Improving post-trade transparency should top European regulators’ agendas to ensure that surveillance of trading activity is developed in line with the fragmented market structure, according to a new study from consultancy firm Market Structure Partners.
The report, ‘Myths and Realities of Equity Trading in Europe’, authored by Niki Beattie, managing director of Market Structure Partners and an ex-Merrill Lynch managing director, recommends greater information-sharing across multiple trading venues to tackle market abuse and calls for the costs of market surveillance to be shared between market participants. It also insists that an efficient clearing model for Europe is crucial to realising the goals of MiFID, but adds that the current review of the directive by the European Commission and Committee of European Securities Regulators should not seek to limit innovation or restrict the application of new technology, particularly in the high-frequency space.
“We need to stop being swayed by alarmist rhetoric in the market and start focusing on the fundamental issues such as the ability to fully reconstruct the market in a post-trade environment,” said Beattie. “This urgently needs to be fixed, not because it is a nice to have for the market but because it is an imperative for the regulators. The ability to reconstruct the market activity across multiple platforms is critical as demonstrated by the so-called “Flash Crash” in the US [on 6 May].”

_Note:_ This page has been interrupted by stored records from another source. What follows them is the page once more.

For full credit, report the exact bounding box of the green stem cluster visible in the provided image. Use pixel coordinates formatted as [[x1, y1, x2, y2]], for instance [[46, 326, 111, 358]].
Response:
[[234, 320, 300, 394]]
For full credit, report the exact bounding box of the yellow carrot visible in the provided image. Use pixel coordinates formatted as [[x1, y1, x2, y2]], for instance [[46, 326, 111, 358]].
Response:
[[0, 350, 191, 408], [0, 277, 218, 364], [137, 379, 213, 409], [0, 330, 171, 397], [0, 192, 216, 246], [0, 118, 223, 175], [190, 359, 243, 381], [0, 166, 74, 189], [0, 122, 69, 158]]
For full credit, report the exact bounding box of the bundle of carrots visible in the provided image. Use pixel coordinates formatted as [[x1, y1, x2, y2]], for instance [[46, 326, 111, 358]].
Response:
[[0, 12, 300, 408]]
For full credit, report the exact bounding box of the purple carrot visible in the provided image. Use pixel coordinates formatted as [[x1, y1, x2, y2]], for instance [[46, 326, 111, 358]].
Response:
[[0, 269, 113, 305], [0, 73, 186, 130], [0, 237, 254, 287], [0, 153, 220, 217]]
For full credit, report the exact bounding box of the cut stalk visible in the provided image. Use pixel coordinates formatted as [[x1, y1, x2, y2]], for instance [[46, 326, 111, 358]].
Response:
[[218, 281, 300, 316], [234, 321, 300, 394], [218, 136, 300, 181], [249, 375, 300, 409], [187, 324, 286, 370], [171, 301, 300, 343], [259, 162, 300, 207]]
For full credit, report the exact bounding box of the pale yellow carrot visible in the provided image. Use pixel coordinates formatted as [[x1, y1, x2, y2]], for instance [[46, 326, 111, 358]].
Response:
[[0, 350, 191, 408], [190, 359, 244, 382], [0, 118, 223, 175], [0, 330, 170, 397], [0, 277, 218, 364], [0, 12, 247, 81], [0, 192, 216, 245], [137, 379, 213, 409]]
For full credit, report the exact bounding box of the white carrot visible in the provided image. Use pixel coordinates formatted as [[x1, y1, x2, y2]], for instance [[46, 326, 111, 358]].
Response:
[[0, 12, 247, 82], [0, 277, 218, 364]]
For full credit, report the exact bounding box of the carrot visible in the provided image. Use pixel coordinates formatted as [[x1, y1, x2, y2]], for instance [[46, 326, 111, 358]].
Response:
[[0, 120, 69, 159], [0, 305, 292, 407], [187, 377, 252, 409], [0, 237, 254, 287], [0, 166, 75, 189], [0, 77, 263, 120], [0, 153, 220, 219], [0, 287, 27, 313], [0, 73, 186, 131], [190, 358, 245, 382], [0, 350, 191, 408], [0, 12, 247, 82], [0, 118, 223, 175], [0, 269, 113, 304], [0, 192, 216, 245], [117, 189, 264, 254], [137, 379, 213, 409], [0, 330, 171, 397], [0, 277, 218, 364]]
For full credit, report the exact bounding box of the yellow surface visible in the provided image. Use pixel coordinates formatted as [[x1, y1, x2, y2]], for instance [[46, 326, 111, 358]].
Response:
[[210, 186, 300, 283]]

On 6 May, the Dow Jones Industrial Average fell by 9.16% for a brief period in afternoon trading, before recovering to finish 3.2% down on the previous day’s close. Despite investigations by the Securities and Exchange Commission and leading US exchanges, the precise cause of the crash remains unclear.
The study asserts that the creation of a reporting system that can be applied consistently across the continent is one of the major challenges in achieving better post-trade transparency in Europe, “rather than a restrictive framework driven by vested interests that prevents critical sharing and standardising of information and improvements in the overall infrastructure.”
The report also identifies some of the biggest misperceptions that currently cloud the post-MiFID equity markets in Europe.
According to Beattie’s report, high-frequency trading is not damaging to institutional and retail investment firms, but supplies important liquidity to the market. This type of liquidity provision is an important pre-requisite for any market in which participants are not prepared to trade patiently and wait for the other side of their trade, the study explains.
The paper also argued that the current volume of trading conducted via over-the-counter (OTC) channels, widely considered to be around 40% of the total, is not unusual by historical standards.
“The problem is because [the level of OTC trading] was not properly measured in many countries pre 2007, they did not account for it in how they envisaged the post MiFID environment which is rather like drawing a map of the world and ignoring one of the continents,” the report observed.
Furthermore, the report notes that despite the arrival of new pan-European central counterparties (CCPs) such as EuroCCP and EMCF, competitive clearing in Europe is not yet a reality because of a lack of enthusiasm by rival CCPs to achieve interoperability.
“Because of the lack of interoperability in Europe, the new clearing houses are starting to behave like the old incumbents and perpetuating the same behaviour where they leverage their dominant position,” said Beattie. “We will never achieve the goals of MiFID if we don’t fix the underlying infrastructure.”